Yaşlılığın bir de ‘pir-i fâni’ diye son
bir safhası var. Lakin bütün insanlar bu safhaların hepsini de
görmüyor! Zira ecelin ne zaman geleceği belli değil. Bazen çocukluk
hatta bebeklik çağında… Bazen gençlik veya olgunluk çağında ölüm
yakalıyor. Yaşlılık mefhumu da zamana ve mekâna göre, epey
farklılık arz eder. Enver Abi 74 yaşında rahmetli oldu.
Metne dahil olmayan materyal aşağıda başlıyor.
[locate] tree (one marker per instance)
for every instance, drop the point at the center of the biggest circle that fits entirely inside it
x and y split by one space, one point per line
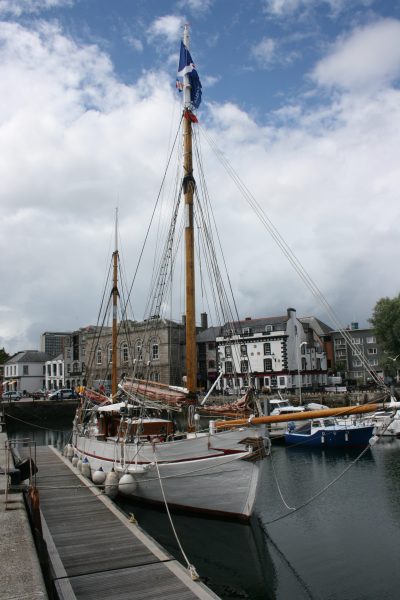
4 356
386 322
Ama biz onu
hiç de yaşlı olarak görmüyorduk… Uzun yıllar boyunca, başta böbrek
rahatsızlığı; birçok sağlık problemi olmasına rağmen, daima
hareketli, neşeli; etrafına moral ve heyecan saçan bir kişiydi.
Fakat heyhat, bir gün gelip bütün bunlar bizim için hayal oldu!
Çünkü bu dünya bir hayalden ibaret… Ve merhum Enver Abi de, zaten
her vesileyle bu hakikati bizlere anlatmaya çalışıyordu. Dünya
hayatının bir hayal olduğunu, elbette kitaplardan da okuyoruz. Keza
ilim sahibi insanlar bunu sık sık bizlere hatırlatıyor. Ne var ki,
ısrarla hayal peşinde koşmaktan vazgeçmiyoruz…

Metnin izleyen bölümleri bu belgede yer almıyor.